File picture: Kevin Sutherland/EPA

Parliament - Parliament's ad hoc committee on political party funding received legal opinion on Tuesday that the recent court order to amend legislation to allow disclosure of private donations did not affect its work, as it was a parallel process.

Parliament's legal support services told MPs that "there is no requirement that committee must stop, the processes are complementary".

The legislature must amend the Promotion of Access to Information Act (PAIA) to extend its ambit beyond public data to comply with a ruling by the Western Cape High Court in September on an application brought by the lobby group My Vote Counts.

The court held that PAIA was inconsistent with the Constitution in that it did not make provision for the recording and disclosure of information on private funding. It gave Parliament 18 months to correct this, during which the invalidity ruling will remain suspended.

My Vote Counts had argued that the information needed to be public in order to allow voters to make an informed choice.

September also saw the gazetting of the committee's draft Political Party Funding Bill. The committee is trying to meet a deadline to report to the National Assembly on November 30 after receiving submissions on the draft law and holding further deliberations.

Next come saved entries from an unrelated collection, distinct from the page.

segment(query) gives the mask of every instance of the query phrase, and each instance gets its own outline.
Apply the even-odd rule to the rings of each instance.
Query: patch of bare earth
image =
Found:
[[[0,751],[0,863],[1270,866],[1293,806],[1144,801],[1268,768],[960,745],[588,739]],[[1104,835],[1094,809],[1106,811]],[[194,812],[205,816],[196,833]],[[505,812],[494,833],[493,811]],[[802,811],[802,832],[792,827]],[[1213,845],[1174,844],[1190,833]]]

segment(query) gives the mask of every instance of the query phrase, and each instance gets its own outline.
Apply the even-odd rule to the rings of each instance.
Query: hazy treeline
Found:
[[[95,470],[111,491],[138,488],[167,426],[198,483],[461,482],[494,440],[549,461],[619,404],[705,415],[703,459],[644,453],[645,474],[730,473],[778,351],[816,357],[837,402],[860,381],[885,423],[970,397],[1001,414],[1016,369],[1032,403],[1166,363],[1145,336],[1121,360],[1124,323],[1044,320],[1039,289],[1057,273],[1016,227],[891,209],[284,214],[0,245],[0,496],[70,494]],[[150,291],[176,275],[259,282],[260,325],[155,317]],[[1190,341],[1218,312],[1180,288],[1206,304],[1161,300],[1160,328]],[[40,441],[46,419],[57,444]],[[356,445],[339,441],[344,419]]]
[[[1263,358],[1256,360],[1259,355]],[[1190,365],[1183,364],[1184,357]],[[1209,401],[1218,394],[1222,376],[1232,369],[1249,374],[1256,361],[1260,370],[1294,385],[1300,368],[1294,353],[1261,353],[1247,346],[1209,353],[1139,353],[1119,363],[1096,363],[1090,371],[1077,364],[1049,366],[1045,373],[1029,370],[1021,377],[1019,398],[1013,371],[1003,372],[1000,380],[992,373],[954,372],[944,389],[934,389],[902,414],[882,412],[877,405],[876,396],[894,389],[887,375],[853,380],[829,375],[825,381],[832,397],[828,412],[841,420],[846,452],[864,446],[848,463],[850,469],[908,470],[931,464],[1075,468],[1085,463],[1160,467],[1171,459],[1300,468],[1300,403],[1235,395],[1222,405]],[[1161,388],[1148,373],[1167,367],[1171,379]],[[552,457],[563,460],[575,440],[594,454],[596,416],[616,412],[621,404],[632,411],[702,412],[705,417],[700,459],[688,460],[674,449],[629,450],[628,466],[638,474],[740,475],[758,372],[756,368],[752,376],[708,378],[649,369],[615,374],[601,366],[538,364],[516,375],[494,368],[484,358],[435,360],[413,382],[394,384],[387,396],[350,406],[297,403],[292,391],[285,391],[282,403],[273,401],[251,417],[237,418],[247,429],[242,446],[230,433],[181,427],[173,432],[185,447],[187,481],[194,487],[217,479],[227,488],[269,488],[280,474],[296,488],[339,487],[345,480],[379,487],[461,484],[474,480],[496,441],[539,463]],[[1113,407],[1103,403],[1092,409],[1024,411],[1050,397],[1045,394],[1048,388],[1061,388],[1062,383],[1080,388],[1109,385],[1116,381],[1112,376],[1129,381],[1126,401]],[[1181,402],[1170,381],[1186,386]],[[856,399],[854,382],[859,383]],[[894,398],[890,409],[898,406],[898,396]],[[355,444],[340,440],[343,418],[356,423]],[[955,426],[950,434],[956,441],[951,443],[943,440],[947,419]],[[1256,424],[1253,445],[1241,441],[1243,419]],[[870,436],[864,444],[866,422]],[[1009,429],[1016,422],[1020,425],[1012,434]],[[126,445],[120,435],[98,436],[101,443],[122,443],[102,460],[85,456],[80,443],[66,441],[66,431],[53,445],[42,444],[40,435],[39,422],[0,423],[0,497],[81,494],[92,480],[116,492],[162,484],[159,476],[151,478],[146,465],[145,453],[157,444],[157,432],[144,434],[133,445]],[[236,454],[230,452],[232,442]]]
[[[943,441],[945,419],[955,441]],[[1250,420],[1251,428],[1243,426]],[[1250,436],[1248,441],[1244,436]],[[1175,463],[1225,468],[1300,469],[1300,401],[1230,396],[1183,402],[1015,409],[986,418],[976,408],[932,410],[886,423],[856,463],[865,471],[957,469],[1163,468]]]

Committee chairman Vincent Smith said he was intent on getting the report out before the end of the year and wanted the committee to focus on, among other points, the financial caps for disclosure. 

He said he thought there was no particular interests in forcing disclosure "of every one rand donation", largely for logistical reasons because of the volume of work it would create.

The committee received 21 submissions and has undertaken to allow oral representations by all parties who gave input before compiling its final report.

The bill seeks to regulate disclosure of funding to parties in the national and provincial legislatures, but not at municipal level.